Electric Utility.png When I want some electricity, it might be to watch television or to run the washing machine or to recharge my phone.  I can make it come out into a three-pronged plug, a USB connector, or a DC adapter.

Similarly I can take a coax cable coming out of my wall and get a phone signal, a TV program, or access to the internet depending on which device I connect to it.  The gas line to my house might warm the room, light the fireplace, or heat the water.


Water Utility.png

When I want some water, I can make it come out of a faucet quickly to fill up a sink or bucket.  I can make it come out in a stream to wash my car or in a spray to take a shower.  I can even make it come out in a drip to feed my humidifier or refrigerator's ice maker.

All this "stuff" (electricity, gas, water, cable signal) is always there waiting to be used.  I don't have to call up for it to be delivered.  I also don't have to specify to the supplier how I want to use it.  I just have to tap into it.
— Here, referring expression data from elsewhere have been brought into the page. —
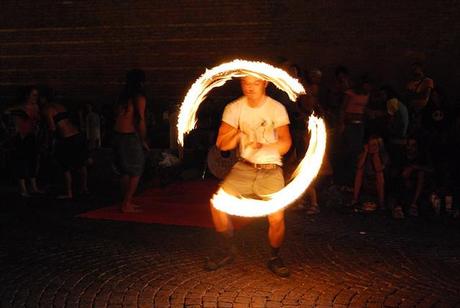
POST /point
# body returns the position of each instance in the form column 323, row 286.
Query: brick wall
column 83, row 48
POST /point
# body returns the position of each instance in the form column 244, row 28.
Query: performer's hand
column 146, row 146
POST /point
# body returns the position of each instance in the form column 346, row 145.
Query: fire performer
column 259, row 126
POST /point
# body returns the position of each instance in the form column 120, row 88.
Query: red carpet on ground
column 183, row 203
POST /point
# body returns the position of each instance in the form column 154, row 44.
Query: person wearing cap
column 258, row 126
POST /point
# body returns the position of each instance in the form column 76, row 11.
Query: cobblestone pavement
column 48, row 258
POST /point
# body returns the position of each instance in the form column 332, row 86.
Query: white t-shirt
column 258, row 125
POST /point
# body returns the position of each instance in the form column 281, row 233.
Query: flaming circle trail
column 307, row 169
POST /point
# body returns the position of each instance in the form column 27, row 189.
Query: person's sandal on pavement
column 276, row 265
column 312, row 210
column 218, row 260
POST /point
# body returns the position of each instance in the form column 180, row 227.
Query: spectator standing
column 130, row 136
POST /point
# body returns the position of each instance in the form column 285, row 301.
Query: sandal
column 413, row 210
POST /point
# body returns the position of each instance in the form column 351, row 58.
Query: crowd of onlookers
column 388, row 149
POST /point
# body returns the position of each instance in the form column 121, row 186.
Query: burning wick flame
column 307, row 169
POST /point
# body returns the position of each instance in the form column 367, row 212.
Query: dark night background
column 83, row 48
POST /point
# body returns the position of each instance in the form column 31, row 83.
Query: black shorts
column 129, row 153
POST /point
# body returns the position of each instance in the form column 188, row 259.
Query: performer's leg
column 276, row 233
column 68, row 186
column 222, row 222
column 224, row 249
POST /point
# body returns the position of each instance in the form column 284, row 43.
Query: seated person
column 371, row 163
column 408, row 181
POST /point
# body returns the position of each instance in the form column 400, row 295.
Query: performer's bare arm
column 228, row 137
column 141, row 127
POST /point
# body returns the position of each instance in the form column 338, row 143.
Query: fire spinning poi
column 307, row 169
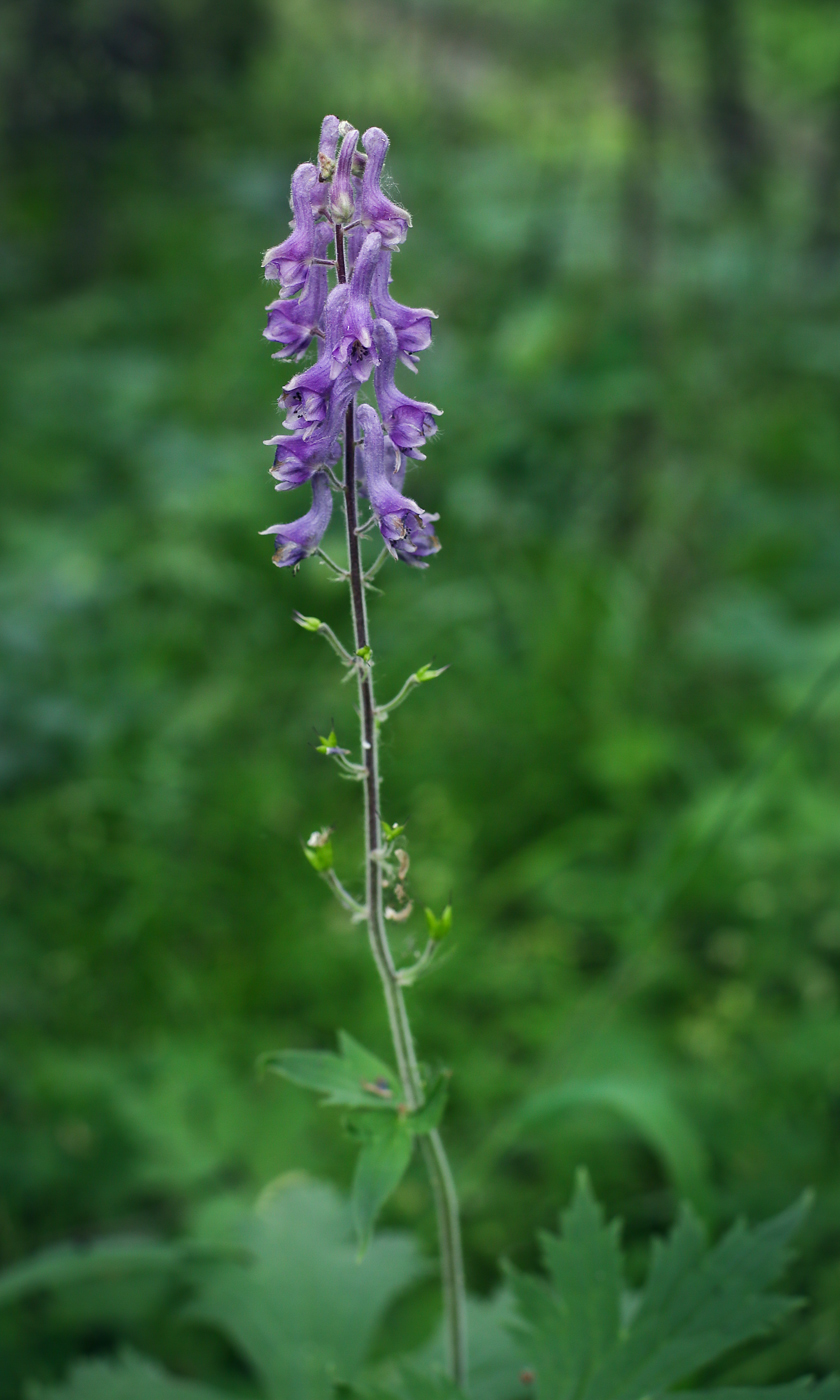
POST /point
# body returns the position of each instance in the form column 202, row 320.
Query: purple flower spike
column 413, row 326
column 290, row 261
column 405, row 528
column 326, row 163
column 406, row 422
column 300, row 538
column 375, row 209
column 349, row 310
column 343, row 198
column 305, row 398
column 300, row 455
column 394, row 468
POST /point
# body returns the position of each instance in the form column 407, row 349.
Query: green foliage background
column 627, row 217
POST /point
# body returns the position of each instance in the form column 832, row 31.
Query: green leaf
column 69, row 1266
column 573, row 1320
column 697, row 1305
column 354, row 1078
column 409, row 1382
column 640, row 1102
column 128, row 1378
column 304, row 1311
column 385, row 1152
column 700, row 1304
column 429, row 1117
column 494, row 1360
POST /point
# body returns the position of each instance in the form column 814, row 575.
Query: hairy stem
column 443, row 1185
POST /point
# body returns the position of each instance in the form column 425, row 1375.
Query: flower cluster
column 345, row 221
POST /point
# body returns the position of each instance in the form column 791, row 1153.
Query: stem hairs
column 347, row 227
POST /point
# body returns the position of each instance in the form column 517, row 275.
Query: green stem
column 443, row 1185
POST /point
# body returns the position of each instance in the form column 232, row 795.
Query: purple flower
column 413, row 326
column 375, row 210
column 290, row 261
column 342, row 200
column 305, row 398
column 394, row 466
column 405, row 528
column 406, row 422
column 294, row 321
column 349, row 312
column 300, row 538
column 301, row 454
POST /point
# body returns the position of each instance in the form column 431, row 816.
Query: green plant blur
column 627, row 217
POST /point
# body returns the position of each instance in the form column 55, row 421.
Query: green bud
column 329, row 745
column 318, row 850
column 438, row 927
column 427, row 674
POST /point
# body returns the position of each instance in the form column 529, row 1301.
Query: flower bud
column 438, row 927
column 318, row 850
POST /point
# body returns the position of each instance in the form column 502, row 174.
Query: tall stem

So how does this relate to social business and working out loud?

Well, for many years the people who study knowledge management as a discipline have talked about whether the "push strategy" or "pull strategy" is better for enabling the flow of knowledge.  The Wikipedia entry for Knowledge Management says:

One strategy to KM involves actively managing knowledge (push strategy). In such an instance, individuals strive to explicitly encode their knowledge into a shared knowledge repository, such as a database, as well as retrieving knowledge they need that other individuals have provided to the repository. This is commonly known as the Codification approach to KM.
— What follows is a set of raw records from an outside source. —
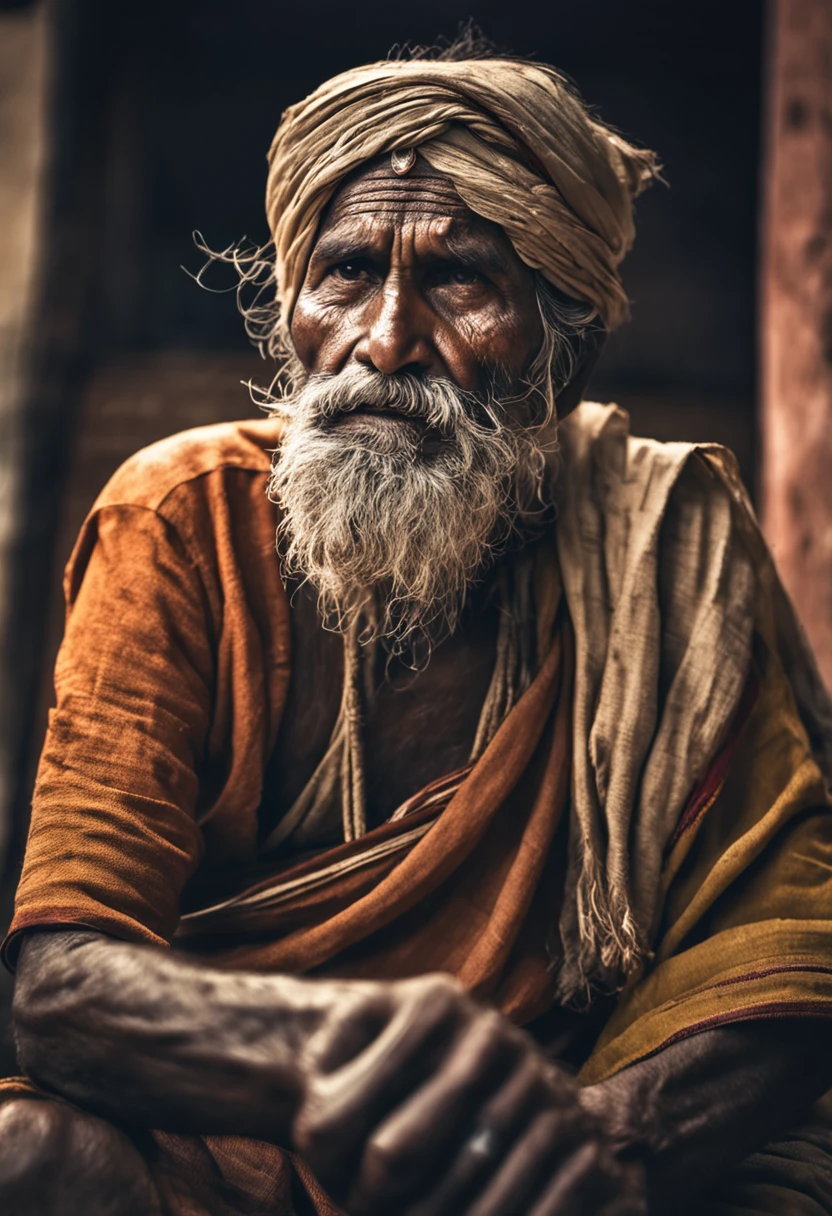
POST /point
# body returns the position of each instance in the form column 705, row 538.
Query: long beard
column 393, row 521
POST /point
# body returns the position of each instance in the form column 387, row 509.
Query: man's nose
column 399, row 331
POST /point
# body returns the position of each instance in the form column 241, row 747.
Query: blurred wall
column 22, row 146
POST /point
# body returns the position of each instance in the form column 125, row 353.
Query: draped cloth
column 512, row 136
column 172, row 684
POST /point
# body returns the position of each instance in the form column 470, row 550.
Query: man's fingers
column 580, row 1184
column 524, row 1170
column 406, row 1150
column 488, row 1140
column 342, row 1108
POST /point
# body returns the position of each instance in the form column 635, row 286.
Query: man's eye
column 456, row 276
column 349, row 270
column 462, row 276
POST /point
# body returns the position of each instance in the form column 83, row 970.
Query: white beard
column 393, row 519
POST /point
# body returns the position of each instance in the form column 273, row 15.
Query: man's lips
column 370, row 416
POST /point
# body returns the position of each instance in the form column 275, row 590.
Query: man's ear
column 573, row 393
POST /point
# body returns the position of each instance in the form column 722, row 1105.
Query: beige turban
column 518, row 145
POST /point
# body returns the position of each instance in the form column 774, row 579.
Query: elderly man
column 470, row 853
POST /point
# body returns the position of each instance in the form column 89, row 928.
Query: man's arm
column 403, row 1095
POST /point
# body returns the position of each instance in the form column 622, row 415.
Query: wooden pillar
column 797, row 313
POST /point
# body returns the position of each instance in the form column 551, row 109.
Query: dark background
column 161, row 117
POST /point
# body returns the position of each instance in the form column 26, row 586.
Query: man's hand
column 419, row 1101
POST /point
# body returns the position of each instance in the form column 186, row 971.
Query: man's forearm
column 697, row 1108
column 141, row 1036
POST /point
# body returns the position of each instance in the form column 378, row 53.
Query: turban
column 518, row 145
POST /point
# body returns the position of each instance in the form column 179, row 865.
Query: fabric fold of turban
column 520, row 146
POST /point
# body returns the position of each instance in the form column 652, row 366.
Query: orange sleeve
column 113, row 836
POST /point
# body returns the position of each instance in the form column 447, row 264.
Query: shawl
column 668, row 579
column 679, row 648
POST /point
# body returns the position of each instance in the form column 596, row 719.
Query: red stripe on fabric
column 707, row 791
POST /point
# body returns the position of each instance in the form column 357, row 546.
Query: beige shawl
column 667, row 576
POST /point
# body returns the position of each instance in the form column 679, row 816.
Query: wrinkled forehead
column 375, row 201
column 376, row 190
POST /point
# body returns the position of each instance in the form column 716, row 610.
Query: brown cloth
column 170, row 686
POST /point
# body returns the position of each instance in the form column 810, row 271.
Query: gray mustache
column 440, row 404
Another strategy to KM involves individuals making knowledge requests of experts associated with a particular subject on an ad hoc basis (pull strategy).  In such an instance, expert individual(s) can provide their insights to the particular person or people needing this.  This is commonly known as the Personalisation approach to KM.

According to this push/pull model, the only two choices available are to either ask knowledge producers to "explicitly encode" it, or to expect those who need knowledge to make requests to get it.  Both of these methods assume that knowledge transfer requires someone (a producer) to deliberately bundle up that specific knowledge for another person (a consumer) to use.  The only question in this model is whether it is bundled in advance or upon request.

But there is a third way that is neither push nor pull.  Imagine everyone in your company is working out loud in your Jive platform.  And by "working out loud," I don't just mean collaborating, but collaborating in the most open way possible -- doing their work in such a way that large numbers of people can see it who might otherwise not be aware of that work. 

Now suddenly because your organization's knowledge is visible to anyone who wants it, it is neither packaged nor requested; it just gets created as a byproduct of the work being done.  It's not "shipped" like a product; it just exists as a utility.  Your social platform becomes a big knowledge generator that you as a knowledge consumer can plug into.  All that knowledge is out there "in the wall," and you decide by who or what you follow, by notifications, or by custom activity streams what kind of knowledge you want to see and how you want it delivered.  You design the plugs and filters to meter out that knowledge in the ways and at the volume you prefer.  Nothing gets pushed to you and you don't have to pull it out of anyone.

So try getting your organization working out loud and discover how much knowledge you have on tap!